Jackson, Miss. – James Glenn Dukes, 64, of Rankin County, Mississippi, was sentenced on March 21, 2017, by U.S. District Judge Daniel P. Jordan III, to serve 150 months in federal prison followed by a lifetime of supervised release for possession of child pornography, announced Acting U.S. Attorney Harold Brittain, FBI Jackson Division Special Agent in Charge Christopher Freeze and Mississippi Attorney General Jim Hood.
In February, 2015, a federal search warrant was executed at Dukes’ residence in Brandon and electronic devices including computers and hard drives were seized. A forensic examination revealed numerous images and videos of minors engaging in sexually explicit conduct. He pled guilty on Sept. 29, 2016 to possession of child pornography.

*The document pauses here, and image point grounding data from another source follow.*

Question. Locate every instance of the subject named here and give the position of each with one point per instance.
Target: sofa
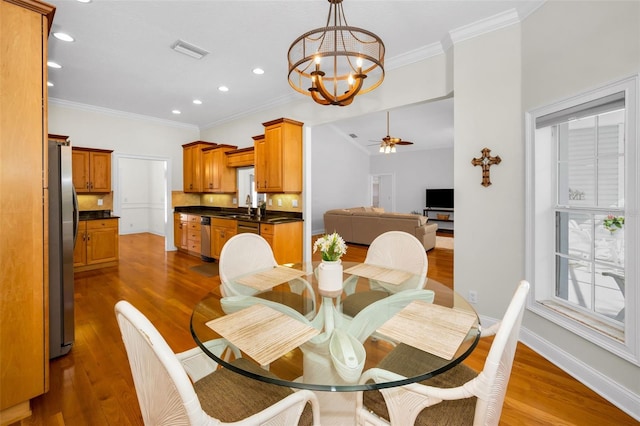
(361, 225)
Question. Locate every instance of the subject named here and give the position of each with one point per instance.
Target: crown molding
(484, 26)
(116, 113)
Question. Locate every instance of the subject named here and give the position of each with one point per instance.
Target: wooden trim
(282, 120)
(78, 148)
(190, 144)
(40, 7)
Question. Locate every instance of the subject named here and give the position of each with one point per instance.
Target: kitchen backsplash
(95, 202)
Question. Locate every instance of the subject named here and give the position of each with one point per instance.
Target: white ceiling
(121, 57)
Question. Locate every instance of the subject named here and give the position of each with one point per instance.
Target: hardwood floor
(92, 385)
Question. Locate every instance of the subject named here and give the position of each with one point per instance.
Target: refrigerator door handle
(76, 215)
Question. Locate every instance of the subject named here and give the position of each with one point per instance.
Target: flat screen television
(440, 198)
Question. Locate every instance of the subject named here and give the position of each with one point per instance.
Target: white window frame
(540, 170)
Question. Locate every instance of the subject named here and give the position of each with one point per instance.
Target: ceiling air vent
(189, 49)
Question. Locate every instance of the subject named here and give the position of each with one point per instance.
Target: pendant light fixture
(335, 63)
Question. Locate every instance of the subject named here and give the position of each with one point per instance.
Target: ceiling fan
(388, 143)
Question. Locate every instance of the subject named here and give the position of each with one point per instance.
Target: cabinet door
(80, 170)
(80, 250)
(102, 245)
(273, 158)
(100, 171)
(260, 164)
(208, 171)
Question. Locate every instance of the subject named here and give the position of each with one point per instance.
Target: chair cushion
(402, 360)
(356, 302)
(293, 300)
(230, 397)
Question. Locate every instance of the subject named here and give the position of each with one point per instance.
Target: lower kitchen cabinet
(285, 240)
(96, 244)
(187, 233)
(221, 231)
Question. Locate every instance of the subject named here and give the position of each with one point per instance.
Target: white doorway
(382, 190)
(142, 196)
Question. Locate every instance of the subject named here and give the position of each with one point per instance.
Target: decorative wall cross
(486, 161)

Acting U.S. Attorney Brittain praised the efforts of the Mississippi Attorney General’s Office and the FBI Jackson Division’s Child Exploitation Task Force who investigated the case. "As this case demonstrates, the coordination of state and federal law enforcement agencies is an essential component in our efforts to combat child exploitation and abuse," said Brittain.
"Children must be protected from any type of exploitation, especially sexual exploitation," said Special Agent in Charge Freeze. "This sentencing indicates the partnership between law enforcement to find and prosecute these types of offenders to the fullest extent of the law. The outcome of this case would have not been possible without the Mississippi Attorney General’s Office."

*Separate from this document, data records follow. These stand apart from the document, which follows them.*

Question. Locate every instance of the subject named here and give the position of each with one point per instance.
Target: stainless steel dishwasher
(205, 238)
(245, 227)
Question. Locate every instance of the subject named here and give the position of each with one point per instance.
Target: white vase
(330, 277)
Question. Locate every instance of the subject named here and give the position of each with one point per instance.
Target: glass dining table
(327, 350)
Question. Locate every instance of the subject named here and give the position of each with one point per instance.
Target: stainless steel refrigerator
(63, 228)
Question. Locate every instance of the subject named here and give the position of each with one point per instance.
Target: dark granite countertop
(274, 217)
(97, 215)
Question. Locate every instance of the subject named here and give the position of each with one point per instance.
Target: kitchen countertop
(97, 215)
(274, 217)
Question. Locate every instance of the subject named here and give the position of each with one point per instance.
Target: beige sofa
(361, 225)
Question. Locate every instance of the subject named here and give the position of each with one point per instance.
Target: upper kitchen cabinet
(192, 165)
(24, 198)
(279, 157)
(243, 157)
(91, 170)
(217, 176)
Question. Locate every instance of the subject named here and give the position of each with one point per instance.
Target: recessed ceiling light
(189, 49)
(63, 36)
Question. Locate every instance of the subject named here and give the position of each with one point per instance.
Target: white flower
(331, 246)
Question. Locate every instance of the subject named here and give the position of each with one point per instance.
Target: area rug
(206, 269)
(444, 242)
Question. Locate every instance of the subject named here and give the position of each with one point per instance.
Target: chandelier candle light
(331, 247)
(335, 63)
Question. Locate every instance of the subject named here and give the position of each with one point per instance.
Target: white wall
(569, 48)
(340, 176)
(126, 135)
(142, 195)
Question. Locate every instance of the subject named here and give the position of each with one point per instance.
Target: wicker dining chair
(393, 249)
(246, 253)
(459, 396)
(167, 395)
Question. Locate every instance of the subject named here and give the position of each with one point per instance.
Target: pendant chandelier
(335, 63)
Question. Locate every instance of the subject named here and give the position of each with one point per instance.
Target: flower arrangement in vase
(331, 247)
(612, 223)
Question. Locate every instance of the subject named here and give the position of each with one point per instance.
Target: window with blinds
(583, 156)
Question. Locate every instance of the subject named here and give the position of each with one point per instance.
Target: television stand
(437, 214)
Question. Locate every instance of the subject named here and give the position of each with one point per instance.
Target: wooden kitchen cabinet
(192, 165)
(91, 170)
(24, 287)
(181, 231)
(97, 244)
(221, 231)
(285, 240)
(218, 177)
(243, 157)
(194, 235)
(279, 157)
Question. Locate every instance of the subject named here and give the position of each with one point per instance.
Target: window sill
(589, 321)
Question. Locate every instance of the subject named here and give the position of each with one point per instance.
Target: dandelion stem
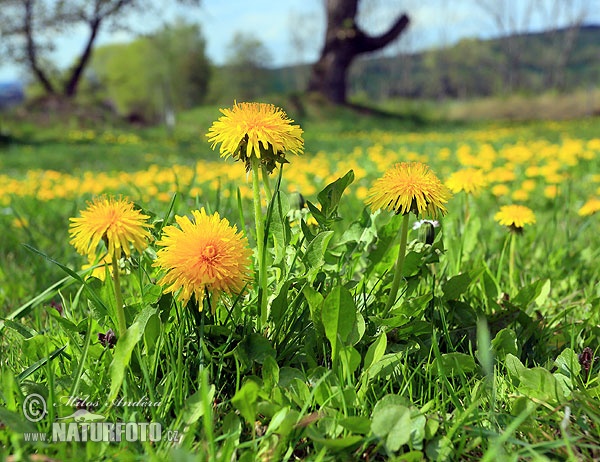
(121, 322)
(266, 183)
(260, 238)
(511, 261)
(399, 264)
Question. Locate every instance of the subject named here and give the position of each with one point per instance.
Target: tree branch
(31, 49)
(367, 44)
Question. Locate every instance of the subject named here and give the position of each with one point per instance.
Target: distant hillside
(562, 60)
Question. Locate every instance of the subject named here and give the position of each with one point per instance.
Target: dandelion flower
(258, 129)
(515, 216)
(203, 254)
(590, 207)
(409, 187)
(469, 180)
(116, 222)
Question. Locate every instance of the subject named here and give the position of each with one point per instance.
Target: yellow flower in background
(590, 207)
(203, 254)
(258, 129)
(515, 216)
(500, 190)
(116, 222)
(409, 187)
(101, 265)
(469, 180)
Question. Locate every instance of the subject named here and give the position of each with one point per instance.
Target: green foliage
(165, 71)
(461, 368)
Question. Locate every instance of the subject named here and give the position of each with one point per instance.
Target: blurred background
(146, 61)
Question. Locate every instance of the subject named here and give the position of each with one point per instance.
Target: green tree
(162, 72)
(29, 28)
(246, 73)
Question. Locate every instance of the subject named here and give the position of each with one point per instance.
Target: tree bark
(344, 41)
(70, 88)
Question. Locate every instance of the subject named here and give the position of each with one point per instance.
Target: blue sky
(274, 22)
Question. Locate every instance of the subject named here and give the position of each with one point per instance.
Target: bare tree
(28, 29)
(510, 19)
(563, 20)
(344, 41)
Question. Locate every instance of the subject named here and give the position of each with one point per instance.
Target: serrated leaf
(453, 364)
(376, 350)
(338, 316)
(245, 401)
(454, 287)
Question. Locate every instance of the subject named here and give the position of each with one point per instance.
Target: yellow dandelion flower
(116, 222)
(590, 207)
(469, 180)
(204, 254)
(520, 195)
(99, 272)
(258, 129)
(551, 191)
(515, 216)
(500, 190)
(409, 187)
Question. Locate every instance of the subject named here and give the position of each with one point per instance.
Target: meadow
(487, 352)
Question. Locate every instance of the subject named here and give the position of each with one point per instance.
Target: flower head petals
(515, 216)
(409, 187)
(205, 253)
(113, 220)
(256, 129)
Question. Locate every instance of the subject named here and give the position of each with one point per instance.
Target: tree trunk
(344, 41)
(70, 88)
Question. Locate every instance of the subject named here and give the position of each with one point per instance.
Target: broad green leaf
(280, 303)
(470, 236)
(376, 350)
(330, 196)
(454, 287)
(350, 359)
(24, 331)
(568, 363)
(152, 293)
(270, 373)
(314, 256)
(412, 263)
(356, 424)
(514, 366)
(453, 364)
(124, 348)
(193, 407)
(504, 343)
(333, 444)
(358, 330)
(278, 226)
(537, 290)
(283, 421)
(339, 317)
(152, 332)
(245, 401)
(254, 348)
(392, 422)
(540, 384)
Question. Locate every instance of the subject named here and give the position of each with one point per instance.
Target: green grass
(467, 364)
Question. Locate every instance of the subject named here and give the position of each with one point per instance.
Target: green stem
(266, 182)
(260, 244)
(122, 323)
(511, 262)
(399, 265)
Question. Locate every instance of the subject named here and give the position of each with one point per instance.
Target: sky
(276, 22)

"Our law enforcement agencies are partnered with state and federal prosecutors in the court systems to ensure that those who take advantage of our children receive the longest sentences," Mississippi Attorney General Jim Hood said. "The 150-month sentence handed down in this case should send a deterrent message to any perverts thinking about abusing our children."
This investigation was initiated by the Mississippi Attorney General’s Office, and was assisted by the FBI Jackson Division’s Child Exploitation Task Force, which is made up of agents from the FBI and the Mississippi Attorney General’s Office and prosecutors from the United States Attorney’s Offices in Oxford and Jackson. The case was prosecuted by Assistant United States Attorney Glenda Haynes.